Posted on 2002-03-20 16:02:35 by avrster
All is not as it first seems.

Distribution of components supported by tinyBIOS is very tight. TinyBios is somewhat experimental, and people who want to use it would do well to first go out and find the correct hardware. Tiny BIOS supports ALi M1487, M1489, M6117 and the Winbond Winbond W83977EF super I/O chips that implement ISA or PCI bus interfaces to the local bus.

ALi is actully one of the most prolific of suppliers of these components and their products are found in many small 386 and 486 P_104 SBC cards selling today. But ALi does not post ANY information about the products on their website. This is troublesome. It could be that parts are in supply, but not encouraged for new designs.

Winbond is very elusive. Can't track it down.

So,, I'm keeping an eye open for ALi compatible PCI components and researching those which might be currently available in small quantities. (Hey its possible, someone might have a few too many.)

The A386 Assembler-Debugger at $190 seems like a pretty hot deal when you couple it with tinyBIOS. You think, "Hey this stuff might get easier..." Heh,, things change when you find out about supply problems.

As I find new PCI controllers, the immediate issue then becomes, "Can I convert the tinyBIOS methods to support these new controllers?" After all they use the same register locations on the local bus.

I could call up Insight or Hallmark or someone and get a sales person to pitch a product to me somehow... but I don't think that is my best option. There is always a backdoor to everything. You just have to FIND it.
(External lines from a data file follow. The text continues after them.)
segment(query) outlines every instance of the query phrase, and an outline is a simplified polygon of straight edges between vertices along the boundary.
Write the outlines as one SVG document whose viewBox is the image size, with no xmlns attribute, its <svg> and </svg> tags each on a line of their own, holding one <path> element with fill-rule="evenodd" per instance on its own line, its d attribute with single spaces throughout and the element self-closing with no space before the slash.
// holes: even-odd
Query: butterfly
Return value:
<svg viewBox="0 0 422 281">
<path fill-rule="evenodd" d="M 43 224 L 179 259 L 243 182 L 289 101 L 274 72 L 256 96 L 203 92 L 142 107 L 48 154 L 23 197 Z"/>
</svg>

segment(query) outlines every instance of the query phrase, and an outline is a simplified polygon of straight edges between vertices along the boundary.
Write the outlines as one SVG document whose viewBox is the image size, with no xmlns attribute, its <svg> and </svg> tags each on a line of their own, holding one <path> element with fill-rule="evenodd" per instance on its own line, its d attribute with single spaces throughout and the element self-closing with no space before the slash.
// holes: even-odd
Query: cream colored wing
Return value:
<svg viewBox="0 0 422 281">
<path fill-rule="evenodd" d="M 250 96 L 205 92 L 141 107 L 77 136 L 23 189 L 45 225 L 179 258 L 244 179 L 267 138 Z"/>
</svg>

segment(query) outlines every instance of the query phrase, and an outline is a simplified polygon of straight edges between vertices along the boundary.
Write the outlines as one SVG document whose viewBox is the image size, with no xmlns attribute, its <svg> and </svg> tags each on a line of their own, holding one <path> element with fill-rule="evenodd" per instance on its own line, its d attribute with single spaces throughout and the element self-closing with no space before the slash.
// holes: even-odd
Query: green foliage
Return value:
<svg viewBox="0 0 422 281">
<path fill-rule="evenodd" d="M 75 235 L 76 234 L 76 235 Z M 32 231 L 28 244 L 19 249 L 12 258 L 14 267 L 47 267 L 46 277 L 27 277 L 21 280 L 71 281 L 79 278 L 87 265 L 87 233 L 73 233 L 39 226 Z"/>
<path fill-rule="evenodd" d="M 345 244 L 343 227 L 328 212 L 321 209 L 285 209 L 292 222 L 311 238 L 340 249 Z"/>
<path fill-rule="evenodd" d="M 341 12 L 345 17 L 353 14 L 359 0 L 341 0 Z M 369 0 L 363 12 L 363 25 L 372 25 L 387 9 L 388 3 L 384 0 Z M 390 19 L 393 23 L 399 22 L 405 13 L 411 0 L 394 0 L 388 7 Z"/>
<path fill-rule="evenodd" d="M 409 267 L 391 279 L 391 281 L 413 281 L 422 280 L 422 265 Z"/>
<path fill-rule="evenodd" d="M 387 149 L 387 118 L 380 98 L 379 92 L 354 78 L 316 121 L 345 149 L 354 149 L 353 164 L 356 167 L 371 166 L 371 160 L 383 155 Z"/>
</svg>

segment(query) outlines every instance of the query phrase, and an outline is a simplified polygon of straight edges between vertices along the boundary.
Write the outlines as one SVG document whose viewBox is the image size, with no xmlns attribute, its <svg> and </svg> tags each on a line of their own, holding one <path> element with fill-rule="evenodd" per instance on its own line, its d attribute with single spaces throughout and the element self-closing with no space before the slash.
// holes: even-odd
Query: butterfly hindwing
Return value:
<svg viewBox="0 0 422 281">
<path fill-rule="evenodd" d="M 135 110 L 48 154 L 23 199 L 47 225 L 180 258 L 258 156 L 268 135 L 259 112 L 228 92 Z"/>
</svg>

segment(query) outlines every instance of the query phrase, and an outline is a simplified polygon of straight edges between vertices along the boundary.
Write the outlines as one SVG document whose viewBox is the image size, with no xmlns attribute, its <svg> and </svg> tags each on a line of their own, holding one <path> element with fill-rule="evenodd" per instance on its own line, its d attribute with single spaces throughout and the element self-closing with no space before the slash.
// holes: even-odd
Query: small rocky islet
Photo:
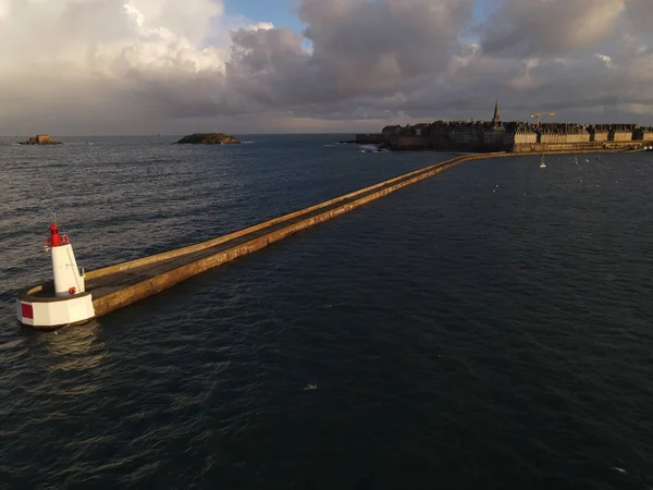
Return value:
<svg viewBox="0 0 653 490">
<path fill-rule="evenodd" d="M 193 133 L 176 142 L 177 145 L 237 145 L 241 140 L 226 133 Z"/>
<path fill-rule="evenodd" d="M 37 134 L 35 137 L 21 142 L 20 145 L 61 145 L 61 142 L 52 139 L 47 134 Z"/>
</svg>

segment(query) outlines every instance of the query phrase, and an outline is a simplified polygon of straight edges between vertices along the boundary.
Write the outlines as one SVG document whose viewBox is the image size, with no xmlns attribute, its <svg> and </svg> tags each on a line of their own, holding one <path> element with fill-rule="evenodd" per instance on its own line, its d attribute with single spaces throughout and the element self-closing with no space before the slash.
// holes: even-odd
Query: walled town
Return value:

The link below was made from an OS2 perspective it gives you an in dept perspective. Especially when you note that there is no information about ALi products, (almost a mystery.) Japan-based ALi (ACER LABS Inc.) has NO U.S. distributors! Their PCI and ISA product information is almost TOP SECRET.

http://www.os2forum.or.at/english/info/os2hardwareinfo/pci_chips.html

ACER LABS components do exist (there are photos of them.)

http://www.plasma-online.de/index.html?content=http%3A//www.plasma-online.com/english/identify/picture/acerlabs.html


OOPS!!! Just found Winbond. Web Ferret is wierd if you are searching for several words. I finally tried "Winbond" by itself and it popped up. If I was going to design a x86 ISA or PCI board, based on what I learned today I would recommend using a Winbond product for I/O and System control. It sortof looks like they are actually in business to sell a product.

http://www.winbond.com.cn/e-winbondhtm/index.asp

www.winbond.com.cn

Base specifications:

www.winbond.com.cn/e-winbondhtm/partner/PDFResult.asp?Pname=175

Search for 83977 or 83877 and there are two pages of data sheet links.

Looks like this is THE company that is trying to sell the I/O and system
control chips for x86 development in the U.S.